In modern times, stories of great scientists, warriors, freedom fighters and social reformers National leaders, battles fought,  etc.are conveniently selected to entertain and educate the masses. So, Naradiya keertan is still a popular tool of mass education .It serves today as an art of spiritual training through entertainment. It is devotion with added stint of an art.

Ramdasi Keertan 

This form was named after Samarth Ramdas.  Here the format is like Naradiya Keertan, only difference is it is based on poetry by Samarth Ramdas, and mostly the stories selected are from "Ramayana". In between chanting is also dedicated to lord Ram, glorifying his deeds and bravery. In his world known book "Dasbodh", Samarth Ramdas has explained in detail how a keertan should be performed effectively.

Varkari Keertan 
Varkari Keertan was pioneered by Sant Namdev around 900 years back in Maharashtra.  It is usually based on poetry of 7 famous saints of Maharashtra namely, Saint Nivruttinath, Sant Dnyaneshwar, Sopandev, Muktabai, saint Eknath, Saint Namdev, and Saint Tukaram maharaj.  Sometimes other sayings of saints are chosen.
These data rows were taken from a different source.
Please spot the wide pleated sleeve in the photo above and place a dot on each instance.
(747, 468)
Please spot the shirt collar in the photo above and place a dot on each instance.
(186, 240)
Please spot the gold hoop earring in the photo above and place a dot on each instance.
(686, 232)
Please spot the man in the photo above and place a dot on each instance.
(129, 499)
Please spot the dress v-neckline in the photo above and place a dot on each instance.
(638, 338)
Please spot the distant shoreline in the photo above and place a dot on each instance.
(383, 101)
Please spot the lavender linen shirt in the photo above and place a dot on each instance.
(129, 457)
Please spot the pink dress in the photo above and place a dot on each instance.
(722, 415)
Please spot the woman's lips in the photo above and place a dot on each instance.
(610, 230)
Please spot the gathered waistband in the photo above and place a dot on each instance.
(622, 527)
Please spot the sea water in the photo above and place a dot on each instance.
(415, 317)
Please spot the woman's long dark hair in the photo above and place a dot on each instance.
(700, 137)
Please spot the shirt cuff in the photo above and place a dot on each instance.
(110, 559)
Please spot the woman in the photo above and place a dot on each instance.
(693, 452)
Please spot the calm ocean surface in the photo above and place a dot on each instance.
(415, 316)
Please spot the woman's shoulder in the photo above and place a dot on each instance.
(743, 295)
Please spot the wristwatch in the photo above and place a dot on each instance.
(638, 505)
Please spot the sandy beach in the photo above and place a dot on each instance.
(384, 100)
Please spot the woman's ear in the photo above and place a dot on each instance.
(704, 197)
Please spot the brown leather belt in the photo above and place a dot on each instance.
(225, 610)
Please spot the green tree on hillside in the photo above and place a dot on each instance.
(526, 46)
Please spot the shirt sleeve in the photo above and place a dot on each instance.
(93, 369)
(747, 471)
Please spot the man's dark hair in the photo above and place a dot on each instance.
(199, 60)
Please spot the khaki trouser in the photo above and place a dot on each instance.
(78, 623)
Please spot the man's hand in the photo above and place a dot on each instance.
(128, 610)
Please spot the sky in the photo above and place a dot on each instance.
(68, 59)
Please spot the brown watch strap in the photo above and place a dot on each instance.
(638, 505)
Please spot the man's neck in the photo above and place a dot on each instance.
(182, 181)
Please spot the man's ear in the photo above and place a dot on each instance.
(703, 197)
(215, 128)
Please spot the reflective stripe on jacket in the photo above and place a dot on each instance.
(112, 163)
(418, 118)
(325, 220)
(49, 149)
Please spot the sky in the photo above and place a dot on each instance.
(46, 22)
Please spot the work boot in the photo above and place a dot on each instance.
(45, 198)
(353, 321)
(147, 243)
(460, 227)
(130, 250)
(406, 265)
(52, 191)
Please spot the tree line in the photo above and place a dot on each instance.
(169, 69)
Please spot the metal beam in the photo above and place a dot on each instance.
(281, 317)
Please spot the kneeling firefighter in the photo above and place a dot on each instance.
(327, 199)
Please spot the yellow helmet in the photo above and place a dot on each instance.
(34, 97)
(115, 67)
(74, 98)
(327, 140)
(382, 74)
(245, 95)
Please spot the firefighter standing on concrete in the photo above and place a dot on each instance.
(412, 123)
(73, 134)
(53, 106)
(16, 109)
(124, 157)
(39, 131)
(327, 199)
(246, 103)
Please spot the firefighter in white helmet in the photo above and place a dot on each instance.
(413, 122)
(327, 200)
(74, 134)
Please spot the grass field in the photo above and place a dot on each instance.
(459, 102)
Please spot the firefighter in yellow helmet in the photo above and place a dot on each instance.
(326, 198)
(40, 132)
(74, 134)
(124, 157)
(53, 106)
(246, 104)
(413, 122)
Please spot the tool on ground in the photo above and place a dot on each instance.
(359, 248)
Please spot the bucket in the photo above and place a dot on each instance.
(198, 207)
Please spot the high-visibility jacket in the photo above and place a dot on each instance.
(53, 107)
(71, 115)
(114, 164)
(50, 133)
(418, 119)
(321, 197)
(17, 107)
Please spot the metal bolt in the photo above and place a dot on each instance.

The show goes for 2 or 3 hours as time permits and is not divided into parts like "Naradiya Keertan".  This form was effectively performed for years by personalities like "Hari Bhakti Parayan" (sincere devotee of god) Sonopant (mama) Dandekar, Dhunda maharaj Deglurkar, Babamaharaj Satarkar, Dekhanebuwa, and many others in modern times. An institute at Alandi near Pune offers training in this form of Keertan.

Jugalbandi Keertan 

This format is just like Naradiya Keertan. It was most evolved form that is performed by two persons together. The philosophy is presented from all angles, sometimes contradicting each other. The performance is more interesting as it goes in question-Answer form, sometimes creating a dialogue with audiences also. Finally both the performers come to a conclusion that gives some spiritual lesson for the listeners.